Jegrek! Pintu gerbang dibuka. Sang putri melangkahkan kakinya keluar dengan senyum mengembang dibibirnya. Sebuah payung tersandar di pundaknya. Cuaca yang bersahabat, katanya dalam hati. Aku percaya hari ini akan menjadi hari yang baik.

Jalanan tampak ramai. Orang-orang berlalu lalang mengenakan pakaian berwarna cerah dan kebahagiaan terukir diwajah mereka. Ya, hari ini adalah perayaan kemerdekaan. Kemerdekaan dari penjajahan yang didalangi oleh seorang raja yang sangat kejam. Jangan tanya kejamnya seperti apa. Tidak ada orang yang mau mengingatnya.

Wajah sang putri tampak riang. Dia memandang sekelilingnya dengan bersemangat. Di kiri kanan jalan tampak berbagai penjual menjajakan barang dagangannya. Ada perhiasan, pakaian, binatang, dan heiii...ada gulali kapas!

Sang putri menghampiri si penjual dan memutuskan untuk membeli satu. Dia baru membuka mulutnya untuk menikmati gulali kapas tersebut ketika ada sekelompok anak kecil yang mengenakan topeng berlari dan tidak sengaja menyenggolnya.

Sang putri hanya tersenyum kecil. Matanya mengawasi langkah anak-anak itu dan tiba-tiba matanya tertumbuk pada sesuatu. Tanpa sadar, jari-jarinya mencengkram gagang payungnya lebih erat. Mukanya memucat dan gulali di tangannya terjatuh. Tidak jauh dari tempatnya berdiri, tampak seseorang yang dikenalnya. SANG MANTAN RAJA!

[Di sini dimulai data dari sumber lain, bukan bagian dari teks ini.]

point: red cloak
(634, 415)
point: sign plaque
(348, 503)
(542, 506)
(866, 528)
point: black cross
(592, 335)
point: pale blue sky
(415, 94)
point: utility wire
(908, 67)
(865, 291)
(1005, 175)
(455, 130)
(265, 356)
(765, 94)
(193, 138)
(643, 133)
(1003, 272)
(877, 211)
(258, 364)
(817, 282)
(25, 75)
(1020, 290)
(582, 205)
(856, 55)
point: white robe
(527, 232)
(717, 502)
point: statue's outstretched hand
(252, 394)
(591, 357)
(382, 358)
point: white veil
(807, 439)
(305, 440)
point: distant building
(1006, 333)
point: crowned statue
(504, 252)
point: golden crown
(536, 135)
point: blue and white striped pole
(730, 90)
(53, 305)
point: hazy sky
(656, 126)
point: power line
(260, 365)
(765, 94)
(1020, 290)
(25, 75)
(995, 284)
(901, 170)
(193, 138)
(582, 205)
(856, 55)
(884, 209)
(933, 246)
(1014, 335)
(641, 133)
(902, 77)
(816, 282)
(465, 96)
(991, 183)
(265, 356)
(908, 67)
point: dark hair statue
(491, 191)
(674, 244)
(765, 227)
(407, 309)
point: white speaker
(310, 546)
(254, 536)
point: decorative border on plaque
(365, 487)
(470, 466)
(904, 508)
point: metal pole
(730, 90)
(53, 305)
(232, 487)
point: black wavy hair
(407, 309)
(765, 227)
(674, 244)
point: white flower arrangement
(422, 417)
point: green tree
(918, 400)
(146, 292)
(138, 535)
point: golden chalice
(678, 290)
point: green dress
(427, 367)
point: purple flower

Sang putri langsung membalikkan badannya. Apa yang tidak diharapkannya ternyata terjadi. Dia sudah memperkirakan ini sebelumnya. Dia menyangka dia mampu menghadapinya, namun hatinya ternyata
tidak mau diajak bekerjasama.

Tenangkan dirimu, batinnya. Jangan menoleh. Dia tidak menyadari kamu ada disini.

Sementara itu suara dan tawa sang mantan raja makin mendekat, mendekat....

Sang putri menahan nafasnya. Waktu seolah berjalan melambat.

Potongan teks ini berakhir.